Ci sono serate che sarebbe meglio uscire a fare due passi piuttosto che andare lo stadio. O magari lanciarsi in balli sfrenati dentro ad un locale di periferia, frequentato da vecchietti arzilli e spregiudicati, ai quali l’Inps versa ancora la pensione ed il viagra ha regalato una seconda giovinezza. Serate strane, spigolose, amare; così amare che rovinano anche la cena. 

Serate durante le quali la macchinetta dei sogni pare incepparsi all’improvviso, come il distributore del caffè che finisce l’acqua o un bancomat senza collegamento. Tutto avviene secondo una logica precisa, mi disse una volta il prof. di fisica. Però dietro c’è sempre un disegno del Signore, gli fece eco quello di religione. Guardati dentro e troverai le risposte, aggiunse quello di filosofia (che, data la natura tecnica del mio istituto, non so davvero cosa ci cercasse a Scacciapensieri). Io francamente non so dei tre chi avesse ragione, ma li ascoltai comunque in silenzio - come sempre ho fatto in vita mia, visto che ascoltare è più facile e molto meno faticoso che parlare - e poi chiesi di andare al bagno, alzando educatamente il braccio. Al tempo rigiravo ancora la prima sigaretta del pacchetto e perdevo tutti gli accendini. Le cose accadevano, ma scoprirne il motivo non era certo un mio cruccio. Dopo quel giorno lontano, ognuno riprese la sua strada: il fisico risucchiato dentro un tetro laboratorio, il religioso perso nelle pieghe dei suoi dogmi, il filoso atterrito dalle troppe citazioni da imparare a memoria, buone solo per affascinare le ragazze di campagna durante le degustazioni di vino in centro. Negli anni ho ripensato più volte a quei tre signori, che partendo da luoghi distinti e distanti tentavano di arrivare nel medesimo punto. Crescendo ho capito che, nonostante tutto, le cose accadono e basta. Senza un vero perché. E a volte non vanno nemmeno come vorremmo.

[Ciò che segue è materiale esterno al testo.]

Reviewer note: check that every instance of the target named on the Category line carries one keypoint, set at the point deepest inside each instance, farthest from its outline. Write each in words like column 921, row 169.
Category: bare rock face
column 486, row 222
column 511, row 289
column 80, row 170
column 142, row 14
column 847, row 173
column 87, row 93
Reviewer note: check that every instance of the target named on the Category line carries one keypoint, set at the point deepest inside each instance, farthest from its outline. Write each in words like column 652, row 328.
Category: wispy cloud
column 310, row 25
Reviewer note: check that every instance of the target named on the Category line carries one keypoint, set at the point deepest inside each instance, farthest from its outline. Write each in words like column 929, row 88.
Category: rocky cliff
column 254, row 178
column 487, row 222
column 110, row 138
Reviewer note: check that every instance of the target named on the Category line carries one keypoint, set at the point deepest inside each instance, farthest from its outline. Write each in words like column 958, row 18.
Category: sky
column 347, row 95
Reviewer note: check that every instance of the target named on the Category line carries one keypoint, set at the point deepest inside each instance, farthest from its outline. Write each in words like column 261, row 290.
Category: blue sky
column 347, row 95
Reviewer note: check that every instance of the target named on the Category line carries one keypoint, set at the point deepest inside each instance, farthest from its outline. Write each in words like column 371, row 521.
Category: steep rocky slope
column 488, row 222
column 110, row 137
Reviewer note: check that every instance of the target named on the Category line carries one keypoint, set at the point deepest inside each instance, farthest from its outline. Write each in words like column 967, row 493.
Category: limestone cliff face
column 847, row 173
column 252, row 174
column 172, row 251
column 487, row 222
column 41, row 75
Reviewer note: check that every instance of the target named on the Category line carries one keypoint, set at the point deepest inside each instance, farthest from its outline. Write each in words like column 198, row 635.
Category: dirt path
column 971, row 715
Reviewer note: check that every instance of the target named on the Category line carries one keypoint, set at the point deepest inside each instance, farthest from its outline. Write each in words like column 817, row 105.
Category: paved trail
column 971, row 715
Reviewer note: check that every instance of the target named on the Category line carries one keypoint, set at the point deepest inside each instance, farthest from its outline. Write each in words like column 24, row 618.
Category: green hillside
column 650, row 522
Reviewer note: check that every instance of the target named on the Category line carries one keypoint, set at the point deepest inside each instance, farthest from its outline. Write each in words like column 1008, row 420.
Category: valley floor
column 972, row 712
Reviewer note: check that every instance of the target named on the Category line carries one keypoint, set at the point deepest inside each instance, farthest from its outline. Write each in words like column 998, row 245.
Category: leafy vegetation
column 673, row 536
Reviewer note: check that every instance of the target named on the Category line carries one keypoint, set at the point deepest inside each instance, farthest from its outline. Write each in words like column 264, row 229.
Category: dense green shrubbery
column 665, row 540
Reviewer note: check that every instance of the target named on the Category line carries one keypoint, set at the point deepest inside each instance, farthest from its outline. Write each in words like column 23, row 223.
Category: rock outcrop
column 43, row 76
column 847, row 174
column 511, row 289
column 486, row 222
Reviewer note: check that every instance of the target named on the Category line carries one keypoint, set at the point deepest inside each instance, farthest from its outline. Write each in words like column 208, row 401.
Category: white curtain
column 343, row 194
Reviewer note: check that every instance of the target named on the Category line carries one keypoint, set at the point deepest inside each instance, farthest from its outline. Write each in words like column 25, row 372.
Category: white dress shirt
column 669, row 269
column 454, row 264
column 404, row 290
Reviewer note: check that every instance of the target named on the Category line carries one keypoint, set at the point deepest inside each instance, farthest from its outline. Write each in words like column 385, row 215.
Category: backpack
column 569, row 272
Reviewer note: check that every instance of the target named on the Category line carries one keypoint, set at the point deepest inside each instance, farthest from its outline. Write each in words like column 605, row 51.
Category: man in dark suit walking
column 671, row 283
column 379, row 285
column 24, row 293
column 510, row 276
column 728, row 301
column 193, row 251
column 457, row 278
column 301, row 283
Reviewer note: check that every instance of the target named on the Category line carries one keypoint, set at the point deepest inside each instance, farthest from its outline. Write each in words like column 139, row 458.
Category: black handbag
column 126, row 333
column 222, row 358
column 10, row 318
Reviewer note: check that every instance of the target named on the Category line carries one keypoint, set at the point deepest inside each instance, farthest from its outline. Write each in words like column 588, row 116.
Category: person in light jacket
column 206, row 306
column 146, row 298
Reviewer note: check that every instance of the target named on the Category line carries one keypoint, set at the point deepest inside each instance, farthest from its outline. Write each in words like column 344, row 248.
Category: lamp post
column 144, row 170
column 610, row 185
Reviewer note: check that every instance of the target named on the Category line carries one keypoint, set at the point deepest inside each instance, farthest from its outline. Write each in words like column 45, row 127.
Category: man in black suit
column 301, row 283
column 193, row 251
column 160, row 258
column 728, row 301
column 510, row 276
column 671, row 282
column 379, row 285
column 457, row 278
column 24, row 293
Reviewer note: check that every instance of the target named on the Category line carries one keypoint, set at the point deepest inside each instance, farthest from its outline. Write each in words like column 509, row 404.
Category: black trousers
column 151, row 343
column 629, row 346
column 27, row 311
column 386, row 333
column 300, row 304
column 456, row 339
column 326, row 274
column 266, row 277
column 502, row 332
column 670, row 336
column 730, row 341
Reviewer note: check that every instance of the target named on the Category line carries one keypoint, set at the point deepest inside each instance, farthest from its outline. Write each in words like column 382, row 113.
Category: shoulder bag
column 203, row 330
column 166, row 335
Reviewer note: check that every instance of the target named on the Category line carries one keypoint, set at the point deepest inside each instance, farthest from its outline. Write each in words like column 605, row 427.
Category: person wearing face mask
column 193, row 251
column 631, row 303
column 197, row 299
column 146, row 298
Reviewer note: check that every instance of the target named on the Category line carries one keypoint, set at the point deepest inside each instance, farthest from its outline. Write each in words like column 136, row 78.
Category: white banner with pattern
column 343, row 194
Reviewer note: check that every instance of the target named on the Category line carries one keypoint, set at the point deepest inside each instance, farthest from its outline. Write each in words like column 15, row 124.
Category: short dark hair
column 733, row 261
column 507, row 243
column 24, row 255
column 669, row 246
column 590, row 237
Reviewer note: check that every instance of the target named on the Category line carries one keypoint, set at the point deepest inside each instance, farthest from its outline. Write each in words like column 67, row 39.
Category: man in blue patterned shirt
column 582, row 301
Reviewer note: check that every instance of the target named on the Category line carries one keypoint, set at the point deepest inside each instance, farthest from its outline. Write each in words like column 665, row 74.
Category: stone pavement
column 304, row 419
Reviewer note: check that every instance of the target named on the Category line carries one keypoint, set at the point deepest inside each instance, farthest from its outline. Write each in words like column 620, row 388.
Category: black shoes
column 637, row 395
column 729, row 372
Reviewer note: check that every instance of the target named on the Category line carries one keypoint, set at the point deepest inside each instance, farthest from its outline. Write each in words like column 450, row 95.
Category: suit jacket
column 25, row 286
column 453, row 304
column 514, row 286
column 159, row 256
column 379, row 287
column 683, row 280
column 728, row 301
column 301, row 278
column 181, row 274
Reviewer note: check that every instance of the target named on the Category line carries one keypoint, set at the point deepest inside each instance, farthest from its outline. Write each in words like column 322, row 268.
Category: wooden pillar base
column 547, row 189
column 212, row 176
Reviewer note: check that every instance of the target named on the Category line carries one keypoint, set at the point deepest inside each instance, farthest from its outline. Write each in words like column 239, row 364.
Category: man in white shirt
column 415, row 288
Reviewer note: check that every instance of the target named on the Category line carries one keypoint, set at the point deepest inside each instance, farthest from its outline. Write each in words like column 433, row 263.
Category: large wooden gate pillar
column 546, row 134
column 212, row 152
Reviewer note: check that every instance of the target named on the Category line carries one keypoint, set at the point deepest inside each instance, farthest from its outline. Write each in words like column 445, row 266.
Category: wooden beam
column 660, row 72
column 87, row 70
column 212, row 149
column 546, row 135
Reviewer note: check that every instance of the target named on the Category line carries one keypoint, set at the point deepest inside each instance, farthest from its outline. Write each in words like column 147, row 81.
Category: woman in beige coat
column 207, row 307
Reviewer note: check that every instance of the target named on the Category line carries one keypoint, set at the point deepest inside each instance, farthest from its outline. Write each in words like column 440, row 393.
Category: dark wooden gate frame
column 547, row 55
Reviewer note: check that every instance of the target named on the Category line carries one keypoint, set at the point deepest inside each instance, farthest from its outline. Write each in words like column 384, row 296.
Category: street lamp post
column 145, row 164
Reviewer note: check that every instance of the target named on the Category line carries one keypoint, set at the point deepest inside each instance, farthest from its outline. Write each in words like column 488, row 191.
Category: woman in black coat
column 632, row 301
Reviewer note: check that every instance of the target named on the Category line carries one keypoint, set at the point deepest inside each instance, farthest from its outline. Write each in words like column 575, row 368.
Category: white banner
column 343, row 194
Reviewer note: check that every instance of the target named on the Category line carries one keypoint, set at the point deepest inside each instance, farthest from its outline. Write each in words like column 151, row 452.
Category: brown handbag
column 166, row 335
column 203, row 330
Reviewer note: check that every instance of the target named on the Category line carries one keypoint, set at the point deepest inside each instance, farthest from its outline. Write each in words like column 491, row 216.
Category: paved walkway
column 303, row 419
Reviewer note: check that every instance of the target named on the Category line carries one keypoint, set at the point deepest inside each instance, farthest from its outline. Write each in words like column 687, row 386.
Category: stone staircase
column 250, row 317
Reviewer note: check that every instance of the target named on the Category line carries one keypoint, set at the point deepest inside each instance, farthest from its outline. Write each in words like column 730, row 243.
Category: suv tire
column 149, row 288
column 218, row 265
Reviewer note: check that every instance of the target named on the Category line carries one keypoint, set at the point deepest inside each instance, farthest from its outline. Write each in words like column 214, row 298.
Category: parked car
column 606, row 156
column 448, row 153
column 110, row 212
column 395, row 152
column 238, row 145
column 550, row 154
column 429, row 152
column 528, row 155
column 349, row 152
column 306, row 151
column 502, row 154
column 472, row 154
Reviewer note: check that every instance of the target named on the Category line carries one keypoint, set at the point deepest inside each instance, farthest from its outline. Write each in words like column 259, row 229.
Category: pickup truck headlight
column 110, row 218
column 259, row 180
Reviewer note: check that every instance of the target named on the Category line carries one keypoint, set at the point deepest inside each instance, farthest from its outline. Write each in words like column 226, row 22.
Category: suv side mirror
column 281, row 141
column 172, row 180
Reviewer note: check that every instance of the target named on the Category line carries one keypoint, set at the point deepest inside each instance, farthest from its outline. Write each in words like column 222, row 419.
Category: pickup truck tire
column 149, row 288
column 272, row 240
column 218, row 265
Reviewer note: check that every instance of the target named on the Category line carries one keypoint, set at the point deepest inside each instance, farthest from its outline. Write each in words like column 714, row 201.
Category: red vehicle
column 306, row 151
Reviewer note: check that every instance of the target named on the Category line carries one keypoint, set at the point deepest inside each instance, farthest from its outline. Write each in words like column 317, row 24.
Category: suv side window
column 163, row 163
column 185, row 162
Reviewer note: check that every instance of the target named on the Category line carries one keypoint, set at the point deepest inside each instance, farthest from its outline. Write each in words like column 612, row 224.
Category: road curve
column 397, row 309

E così, sul finire di un pomeriggio di ozio, la storia di una domenica come tante altre, o forse soltanto un pochino più importante di altre, al termine della quale si potrebbe anche tornare a sognare a occhi aperti, come il fisico davanti ad una scoperta, il religioso d’innanzi ad un miracolo o il filosofo su un libro di Kant, si complica maledettamente. Ed in brevissimo tempo, tutto cambia. Forse per una sera appena o forse per sempre. Perché, a volte, ciò che avviene in pochi minuti si protrae nel tempo per ore, giorni, mesi… forse addirittura anni, proprio come il suono di un campanello nel silenzio della notte. Ci sono serate in cui un errore maldestro assume le sembianze del tatuaggio del nome dell’ex fidanzata sulla spalla: un motivo di rimpianto, del quale pentirsene a lungo.
Va bene, lo ammetto: giocare con il Gavoranno in casa (hai detto il Napoli di Cavani...), suscita in me parecchia apprensione. Certo, io sono uno cresciuto con la paura di affrontare il Meroni e lo Staggia, quindi figuriamoci se non mi può far paura chiunque. E poi ognuno è liberissimo di scegliersi i propri fantasmi, no? Tuttavia, dopo quel brutto pomeriggio di maggio di tre anni fa, durante il quale il tempo parve fermarsi sopra lo stadio, proprio mentre la palla del calcio di rigore di Minincleri picchiava sul palo e tornava verso la metà campo, a me il pensiero del Gavoranno rivolta le budella. A niente servì la liberatoria vittoria dell’andata. Nonostante i tre punti, passeggiando per Grosseto, avvertivo dentro di me un deciso senso di irrequietezza. Facile dirlo adesso, direte voi, domandando: perché non l’hai detto tre giorni fa? Forse perché immagino che le cose a volte vanno di merda da sole e a nulla serva evocare gli spettri, che tanto poi arrivano lo stesso. Ci sono serate in cui ci si rimane di merda e a niente valgono tutte le parole del mondo. Tutto sembra filare liscio ed invece tutto si rompe all’improvviso. Un ingranaggio si grippa, una nota stona, un acuto stecca. E così ci troviamo di colpo soli e spaesati in mezzo all’odore dell’erba umida che sale dal campo. 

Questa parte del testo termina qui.